I wasn’t born a Kansas City Chiefs fan.

It actually took many years for me to arrive at the point I’m at now, where thoughts of the Chiefs roster consume my waking hours. It was a winding road that even has a dark and shameful point—(more on that later—but the end result was a journey that created a passionate fan since the Marty Schottenheimer days. I’m 42 years old and the Chiefs have now been a major part of my life for three decades.

While being a Chiefs fan may not have been a legacy passed down to me by my parents, I definitely inherited my football obsession from my Dad. He was a graduate of the University of Iowa, where he was a football manager as an undergrad. He grew up a Hawkeyes fan, and to this day, he follows them with every bit of the passion that I now follow the Chiefs.

When I was growing up in Topeka in the 1980s, there weren’t a lot of Iowa football games on national television and this was before the internet. (Gasp!) On Saturdays, my dad used to listen on this old stereo with a built-in radio to listen to the actual Iowa broadcasts coming all the way from Iowa. As you can imagine, the signal in Topeka, KS was not good, but my dad would pace his room trying to make out what was happening through the static, hoping to hear the late, great Jim Zabel celebrating an Iowa touchdown.

I still remember sitting downstairs playing with my G.I. Joes and hearing him cry out “ALRIGHT!” usually followed by a few thunderous claps. The whole house knew a big play had come through the static. I’d love to tell you that I sat up there and listened to the games with him, but I didn’t have the patience for it at the time. I loved going to a game with him when we had a chance for a road trip up there, but otherwise, I would wait to watch with him when they had a nationally televised game. There isn’t a doubt in my mind that my Dad is the reason I became a huge football fan, and it’s definitely where I learned what a diehard football fan looks like.

The next thing I should probably explain is that I’ve always loved collecting things—from He-Man action figures to G.I. Joes. As I got a little older, it was baseball cards. I obsessively collected 1987 and 1988 Topps baseball cards. Then, on a whim one day at my local card shop, I picked up the 1989 Kansas City Chiefs team set. I thought, “They’re my local NFL team and I want to know who their players are in case I want to watch a game.”

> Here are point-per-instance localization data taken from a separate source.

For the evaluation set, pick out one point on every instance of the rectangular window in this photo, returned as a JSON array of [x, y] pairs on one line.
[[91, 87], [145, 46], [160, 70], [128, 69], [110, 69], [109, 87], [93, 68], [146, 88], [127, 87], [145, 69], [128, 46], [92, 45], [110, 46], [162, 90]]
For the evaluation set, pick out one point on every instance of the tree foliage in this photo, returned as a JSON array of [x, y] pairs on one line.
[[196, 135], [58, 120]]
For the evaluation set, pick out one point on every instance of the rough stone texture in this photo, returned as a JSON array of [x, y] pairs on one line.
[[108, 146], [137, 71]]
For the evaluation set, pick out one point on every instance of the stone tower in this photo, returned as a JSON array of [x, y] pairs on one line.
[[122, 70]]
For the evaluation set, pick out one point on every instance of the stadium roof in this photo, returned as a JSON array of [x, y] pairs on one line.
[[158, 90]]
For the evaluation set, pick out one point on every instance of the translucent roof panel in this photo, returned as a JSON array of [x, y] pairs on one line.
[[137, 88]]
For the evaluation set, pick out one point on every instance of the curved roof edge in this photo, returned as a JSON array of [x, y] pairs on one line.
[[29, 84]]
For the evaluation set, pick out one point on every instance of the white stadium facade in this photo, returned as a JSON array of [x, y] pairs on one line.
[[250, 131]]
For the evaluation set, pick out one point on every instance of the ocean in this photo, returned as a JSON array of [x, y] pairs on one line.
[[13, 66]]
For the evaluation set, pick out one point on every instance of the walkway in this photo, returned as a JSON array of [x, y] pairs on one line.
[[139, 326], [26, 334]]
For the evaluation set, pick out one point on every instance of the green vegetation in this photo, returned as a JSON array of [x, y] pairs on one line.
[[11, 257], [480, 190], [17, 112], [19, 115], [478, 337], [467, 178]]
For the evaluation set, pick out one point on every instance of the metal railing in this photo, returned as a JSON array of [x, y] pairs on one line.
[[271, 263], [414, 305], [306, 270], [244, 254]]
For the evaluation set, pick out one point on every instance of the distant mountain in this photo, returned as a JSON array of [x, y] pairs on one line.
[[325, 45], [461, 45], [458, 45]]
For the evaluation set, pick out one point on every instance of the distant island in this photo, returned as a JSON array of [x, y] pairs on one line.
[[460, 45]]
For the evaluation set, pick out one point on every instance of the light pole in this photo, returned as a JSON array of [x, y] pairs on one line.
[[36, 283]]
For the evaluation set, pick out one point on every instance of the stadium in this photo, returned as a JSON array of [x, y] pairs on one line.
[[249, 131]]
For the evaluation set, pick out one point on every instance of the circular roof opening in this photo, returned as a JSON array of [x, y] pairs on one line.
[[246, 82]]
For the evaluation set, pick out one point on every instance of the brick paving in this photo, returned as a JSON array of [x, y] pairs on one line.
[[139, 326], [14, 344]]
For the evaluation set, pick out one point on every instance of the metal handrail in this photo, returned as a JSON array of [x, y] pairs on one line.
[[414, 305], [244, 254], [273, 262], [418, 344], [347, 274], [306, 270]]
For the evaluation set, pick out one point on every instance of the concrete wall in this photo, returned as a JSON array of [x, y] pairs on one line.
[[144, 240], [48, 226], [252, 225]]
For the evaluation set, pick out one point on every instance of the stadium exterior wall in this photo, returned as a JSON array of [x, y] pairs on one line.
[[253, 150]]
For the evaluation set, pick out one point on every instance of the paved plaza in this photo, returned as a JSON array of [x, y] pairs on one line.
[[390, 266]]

I pored over those Chiefs cards and had two questions. First, who is Steve DeBerg and is he any good? Second, could the rookie card for the Chiefs first round draft pick, Derrick Thomas, end up being valuable some day? I knew of Thomas from following college football with my dad and thought that if he could be great in the NFL, I might have a valuable card on my hands.

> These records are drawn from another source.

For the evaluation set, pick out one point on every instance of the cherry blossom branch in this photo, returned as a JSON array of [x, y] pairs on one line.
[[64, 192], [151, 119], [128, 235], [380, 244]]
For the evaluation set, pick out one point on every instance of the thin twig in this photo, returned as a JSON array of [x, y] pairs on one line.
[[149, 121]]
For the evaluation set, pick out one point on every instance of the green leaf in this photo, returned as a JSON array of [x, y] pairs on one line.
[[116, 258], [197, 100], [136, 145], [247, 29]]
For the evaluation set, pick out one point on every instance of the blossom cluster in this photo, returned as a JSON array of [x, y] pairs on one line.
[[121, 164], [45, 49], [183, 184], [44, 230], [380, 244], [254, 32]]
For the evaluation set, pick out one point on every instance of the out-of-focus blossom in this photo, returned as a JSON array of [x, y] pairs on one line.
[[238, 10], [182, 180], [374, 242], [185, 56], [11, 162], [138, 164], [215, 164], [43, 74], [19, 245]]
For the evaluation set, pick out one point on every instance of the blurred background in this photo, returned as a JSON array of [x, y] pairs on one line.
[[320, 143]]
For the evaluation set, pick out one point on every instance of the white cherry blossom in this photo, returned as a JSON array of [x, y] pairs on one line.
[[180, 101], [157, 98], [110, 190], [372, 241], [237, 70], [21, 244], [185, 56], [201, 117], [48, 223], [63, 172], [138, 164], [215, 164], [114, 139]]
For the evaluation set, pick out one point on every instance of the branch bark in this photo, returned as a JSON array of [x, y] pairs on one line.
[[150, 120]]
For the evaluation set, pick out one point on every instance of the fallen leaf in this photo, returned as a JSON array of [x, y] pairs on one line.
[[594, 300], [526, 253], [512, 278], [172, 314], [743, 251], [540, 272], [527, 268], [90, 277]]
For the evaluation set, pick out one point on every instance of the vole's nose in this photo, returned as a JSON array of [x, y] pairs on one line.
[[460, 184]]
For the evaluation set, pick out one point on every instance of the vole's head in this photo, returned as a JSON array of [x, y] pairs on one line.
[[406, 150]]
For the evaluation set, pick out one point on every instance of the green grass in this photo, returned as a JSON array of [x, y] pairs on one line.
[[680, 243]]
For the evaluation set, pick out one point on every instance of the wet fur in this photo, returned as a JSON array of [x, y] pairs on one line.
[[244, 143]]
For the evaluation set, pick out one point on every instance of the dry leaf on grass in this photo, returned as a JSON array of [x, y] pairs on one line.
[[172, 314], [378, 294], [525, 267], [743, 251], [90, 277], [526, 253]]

That 1989 season was the first time I regularly tuned in to watch NFL games. While I was quite excited to see Derrick Thomas look like a star in the making, he wasn’t the player that most caught my attention. That was Christian Okoye. Okoye was a massive man who had these huge shoulder pads and would just obliterate defenders. It was the coolest thing I had ever seen watching football. I was instantly a fan.

1989 was Okoye’s best year, and while he played three more seasons after that, they weren’t quite the same. Still, the impact that watching him had on me is what really drew me to want to tune in each week. I remember my best friend had Okoye’s “Nigerian Nightmare” poster on his wall (the one where he had the Freddy Krueger glove and defenders were hiding under the bed covers) and it only helped to raise his “coolness” in my eyes.

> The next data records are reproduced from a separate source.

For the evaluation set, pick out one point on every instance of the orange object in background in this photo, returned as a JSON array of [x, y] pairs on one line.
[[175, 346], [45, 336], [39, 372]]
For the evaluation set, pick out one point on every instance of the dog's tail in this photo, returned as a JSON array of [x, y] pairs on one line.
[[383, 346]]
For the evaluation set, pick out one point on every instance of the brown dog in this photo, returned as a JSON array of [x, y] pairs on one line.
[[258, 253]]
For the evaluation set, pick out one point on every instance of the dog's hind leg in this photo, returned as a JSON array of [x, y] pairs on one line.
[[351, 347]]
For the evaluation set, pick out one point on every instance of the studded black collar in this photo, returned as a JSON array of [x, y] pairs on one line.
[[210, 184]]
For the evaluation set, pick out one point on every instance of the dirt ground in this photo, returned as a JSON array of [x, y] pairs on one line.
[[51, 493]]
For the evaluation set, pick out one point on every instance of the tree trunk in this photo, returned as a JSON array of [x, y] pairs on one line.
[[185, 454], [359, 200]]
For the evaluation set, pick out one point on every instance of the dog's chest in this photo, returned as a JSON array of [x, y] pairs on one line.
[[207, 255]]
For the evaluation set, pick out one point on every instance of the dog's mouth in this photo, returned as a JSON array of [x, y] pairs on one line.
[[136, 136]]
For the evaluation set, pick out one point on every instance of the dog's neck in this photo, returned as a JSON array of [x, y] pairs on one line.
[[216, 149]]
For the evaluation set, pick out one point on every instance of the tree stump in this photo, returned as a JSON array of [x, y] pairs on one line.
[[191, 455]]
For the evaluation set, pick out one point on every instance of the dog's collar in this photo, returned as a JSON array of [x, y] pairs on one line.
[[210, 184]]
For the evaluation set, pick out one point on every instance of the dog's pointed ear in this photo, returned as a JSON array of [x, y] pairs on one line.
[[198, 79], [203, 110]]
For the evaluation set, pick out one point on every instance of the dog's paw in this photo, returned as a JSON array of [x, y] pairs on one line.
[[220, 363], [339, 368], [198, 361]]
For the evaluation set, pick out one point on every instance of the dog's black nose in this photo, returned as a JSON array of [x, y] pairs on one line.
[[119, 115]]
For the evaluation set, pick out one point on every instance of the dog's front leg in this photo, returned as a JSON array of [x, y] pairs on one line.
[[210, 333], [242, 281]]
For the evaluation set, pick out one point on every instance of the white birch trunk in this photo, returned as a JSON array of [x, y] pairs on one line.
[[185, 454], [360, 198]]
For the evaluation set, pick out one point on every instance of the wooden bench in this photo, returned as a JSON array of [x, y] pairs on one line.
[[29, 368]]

Here is where I have to address the deep dark secret I’ve been ashamed to admit. I’ve never put this out in writing before, but here goes. As my NFL interest grew in 1989, there was one other team I was interested in watching. As a Kansas City Royals fan, I wanted to watch Bo Jackson play. So I decided—cringe—that the Los Angeles Raiders would be my “other team”. Please understand, I was 12 years old and I hadn’t been raised on the NFL. I didn’t understand yet that they were hated rivals. They had Bo Jackson, their gear was popular at my school, and I thought their logo was cool. I didn’t know any better!

Sigh…

I think there were three seasons where I cheered for the Raiders against everyone except the Chiefs. I was going to abandon them after Jackson’s injury, but then they drafted Iowa’s Nick Bell at running back (who reminded me a little of Okoye) and I followed them for one more year (and quickly learned that Bell was no Okoye). Thankfully, the more I followed the NFL, the more I began to learn about the Chiefs/Raiders rivalry. I heard stories of how Marty emphasized “Raider Week” and I began to understand that cheering for both teams was a conflict of interest. By the time I entered high school, the Raiders were no longer my “other team.” They, along with the Denver Broncos, were the enemy.

I’m not proud of those years. All I can say is that I didn’t really understand how morally wrong it was at the time, point out that it was a Kansas City connection in Bo Jackson that drew me to them, and remind you that we all do stupid things in our middle school years. Regardless, it was part of my journey to becoming an NFL fan.

The other major influence that drew me to the NFL, if I’m being honest, was video games. I was a Nintendo kid. I played games like Super Mario Brothers and the Legend of Zelda for hours. I also loved sports games. I had the original Nintendo football game, 10 Yard Fight, but it was so basic that it’s almost embarrassing to think about now. Tecmo Bowl changed things. The original Tecmo Bowl was good, but it was Tecmo Super Bowl that became the game I spent the most hours playing of any video game ever. I played that game for hours on end until my parents would yell at me to turn it off and go outside.

I loved that I could play as Christian Okoye. Even though his career was almost over when the game came out, he played like that dominant force that I fell in love with when I first watched the Chiefs in 1989. I could throw bombs to Stephone Paige and J.J. Birden. I could terrorize the quarterback with Derrick Thomas. My favorite trick allowed you to take the nose tackle (Dan Saleaumua) and pull him straight down and hit tackle; he would dive past the center and sack the quarterback before the opponent could get the ball off.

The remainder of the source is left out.